Week 31,32,33,34 &35: New Helsinki Central Library Designed By Residents, What is the Purpose-Based Library ?Library in Finland Installs Soundproofed Karaoke Booth, NASA With New Web Portal For Research, At The Request of Sno-Isle Libraries OverDrive Develops Demand-Driven Acquisition (DDA) Model, What is the Decentralized Web?

Helsinki’s New Library is Pretty Cool ( David Lee King)
“The new Helsinki Central Library, due to open in 2018, was designed for the urban dwellers of Helsinki by the residents themselves. That’s the reason why the new library will have, among other things, a movie theatre, music studio, restaurant, open workspaces and a “citizen balcony” – not to forget the traditional library space, of course.”

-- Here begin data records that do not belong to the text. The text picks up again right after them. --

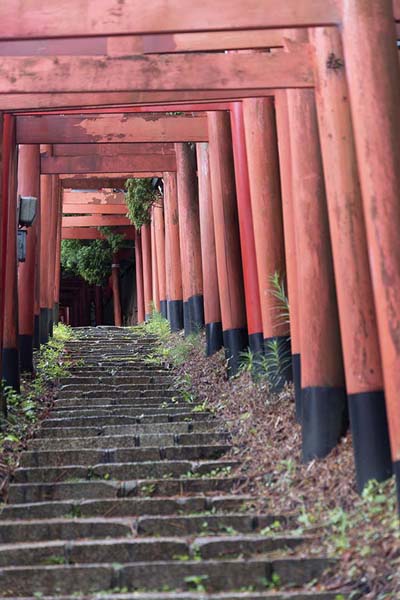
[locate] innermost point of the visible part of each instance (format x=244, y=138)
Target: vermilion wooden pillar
x=212, y=309
x=361, y=354
x=172, y=253
x=28, y=185
x=227, y=240
x=189, y=235
x=147, y=277
x=10, y=358
x=139, y=277
x=46, y=207
x=154, y=270
x=54, y=224
x=266, y=206
x=324, y=405
x=115, y=289
x=285, y=162
x=248, y=249
x=98, y=296
x=374, y=84
x=158, y=214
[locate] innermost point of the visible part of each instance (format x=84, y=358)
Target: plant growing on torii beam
x=140, y=196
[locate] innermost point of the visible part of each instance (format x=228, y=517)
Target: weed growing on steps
x=25, y=409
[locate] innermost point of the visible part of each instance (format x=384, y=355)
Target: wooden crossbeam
x=95, y=221
x=105, y=197
x=165, y=72
x=92, y=233
x=52, y=129
x=111, y=149
x=50, y=165
x=72, y=18
x=31, y=102
x=93, y=209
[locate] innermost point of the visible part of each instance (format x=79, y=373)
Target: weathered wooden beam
x=94, y=209
x=127, y=45
x=104, y=197
x=72, y=18
x=95, y=221
x=31, y=102
x=213, y=71
x=102, y=164
x=120, y=128
x=111, y=149
x=92, y=233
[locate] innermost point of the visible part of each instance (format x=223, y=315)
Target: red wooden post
x=172, y=253
x=154, y=270
x=147, y=276
x=266, y=206
x=227, y=241
x=115, y=290
x=250, y=275
x=374, y=85
x=98, y=304
x=10, y=358
x=28, y=185
x=364, y=381
x=212, y=309
x=285, y=162
x=189, y=235
x=158, y=216
x=324, y=407
x=139, y=277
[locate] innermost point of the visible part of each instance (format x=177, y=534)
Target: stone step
x=124, y=419
x=123, y=471
x=213, y=575
x=126, y=409
x=39, y=530
x=96, y=489
x=118, y=455
x=124, y=550
x=133, y=507
x=134, y=429
x=126, y=441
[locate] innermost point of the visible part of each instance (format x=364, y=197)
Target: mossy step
x=134, y=507
x=212, y=575
x=123, y=471
x=44, y=458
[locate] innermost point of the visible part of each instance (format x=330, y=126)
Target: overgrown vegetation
x=91, y=259
x=140, y=196
x=362, y=533
x=27, y=409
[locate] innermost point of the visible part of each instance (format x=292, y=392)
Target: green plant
x=140, y=195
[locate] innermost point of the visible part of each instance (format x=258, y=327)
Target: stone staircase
x=125, y=493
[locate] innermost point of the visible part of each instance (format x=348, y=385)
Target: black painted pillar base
x=175, y=314
x=325, y=420
x=10, y=366
x=214, y=338
x=164, y=308
x=396, y=471
x=36, y=332
x=196, y=312
x=44, y=326
x=235, y=341
x=369, y=428
x=26, y=353
x=56, y=313
x=296, y=369
x=278, y=352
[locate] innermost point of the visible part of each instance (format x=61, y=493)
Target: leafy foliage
x=139, y=197
x=91, y=259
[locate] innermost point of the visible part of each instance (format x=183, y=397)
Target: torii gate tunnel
x=274, y=127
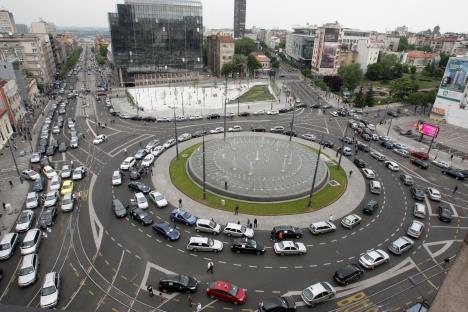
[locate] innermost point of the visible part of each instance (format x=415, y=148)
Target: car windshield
x=48, y=290
x=233, y=290
x=26, y=271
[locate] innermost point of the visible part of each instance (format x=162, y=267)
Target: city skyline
x=416, y=15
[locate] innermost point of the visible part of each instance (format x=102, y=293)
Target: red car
x=227, y=292
x=420, y=155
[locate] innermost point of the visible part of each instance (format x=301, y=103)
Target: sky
x=376, y=15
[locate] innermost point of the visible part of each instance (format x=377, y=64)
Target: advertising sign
x=427, y=129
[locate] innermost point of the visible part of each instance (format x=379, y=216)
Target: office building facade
x=240, y=9
x=157, y=41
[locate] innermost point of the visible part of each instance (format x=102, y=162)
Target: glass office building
x=156, y=38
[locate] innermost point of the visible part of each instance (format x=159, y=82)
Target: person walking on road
x=210, y=267
x=150, y=290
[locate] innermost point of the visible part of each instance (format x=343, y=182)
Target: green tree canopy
x=245, y=46
x=351, y=75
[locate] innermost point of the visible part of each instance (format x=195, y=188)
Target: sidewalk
x=351, y=198
x=409, y=123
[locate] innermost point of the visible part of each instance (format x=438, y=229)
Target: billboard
x=455, y=79
x=427, y=129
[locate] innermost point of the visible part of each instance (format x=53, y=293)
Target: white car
x=116, y=178
x=157, y=150
x=317, y=293
x=25, y=220
x=169, y=143
x=158, y=199
x=148, y=160
x=27, y=273
x=100, y=139
x=8, y=245
x=441, y=164
x=51, y=199
x=49, y=172
x=50, y=290
x=393, y=166
x=32, y=200
x=289, y=248
x=235, y=129
x=351, y=221
x=68, y=202
x=434, y=194
x=141, y=200
x=55, y=183
x=127, y=163
x=373, y=258
x=204, y=244
x=184, y=137
x=368, y=173
x=415, y=229
x=217, y=130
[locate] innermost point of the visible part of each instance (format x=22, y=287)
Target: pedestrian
x=150, y=290
x=210, y=267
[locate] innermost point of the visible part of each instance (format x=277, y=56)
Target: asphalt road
x=106, y=263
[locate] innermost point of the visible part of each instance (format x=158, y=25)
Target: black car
x=287, y=230
x=119, y=209
x=166, y=230
x=327, y=143
x=417, y=193
x=141, y=216
x=370, y=207
x=139, y=187
x=258, y=129
x=246, y=245
x=48, y=217
x=277, y=304
x=419, y=163
x=178, y=283
x=213, y=116
x=348, y=274
x=454, y=173
x=445, y=214
x=198, y=133
x=39, y=185
x=63, y=147
x=360, y=163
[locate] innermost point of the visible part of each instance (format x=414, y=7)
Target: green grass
x=326, y=196
x=256, y=93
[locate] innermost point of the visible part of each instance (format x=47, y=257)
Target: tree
x=374, y=71
x=369, y=98
x=351, y=75
x=403, y=87
x=359, y=98
x=245, y=46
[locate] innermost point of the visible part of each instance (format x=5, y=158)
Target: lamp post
x=309, y=204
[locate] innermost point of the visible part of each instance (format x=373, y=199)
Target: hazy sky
x=362, y=14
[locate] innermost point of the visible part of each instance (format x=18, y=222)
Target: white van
x=375, y=187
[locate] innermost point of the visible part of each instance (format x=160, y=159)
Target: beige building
x=7, y=22
x=34, y=52
x=220, y=52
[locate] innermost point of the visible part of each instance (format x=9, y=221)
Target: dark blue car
x=166, y=230
x=182, y=216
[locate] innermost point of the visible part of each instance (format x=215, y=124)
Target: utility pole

The Purpose-Based Library [American Libraries] (Library Link of the Day)
John Huber and Steven Potter authors of the  The Purpose-Based Library: Finding Your Path to Survival, Success, and Growth  pose the questions: What is your library’s purpose? Is it to check out books? Is it to be a jobs program? Is it to be publicly subsidized recreation for people who don’t want to play sports? Is it to provide a spectacle so people can come and see what crazy thing is happening at the library this week? Libraries are ideally positioned, both physically and virtually, to make a great impact on nearly every community in this country. The question is what does your community need, and how can your library behave in a purposeful way to help achieve that community vision”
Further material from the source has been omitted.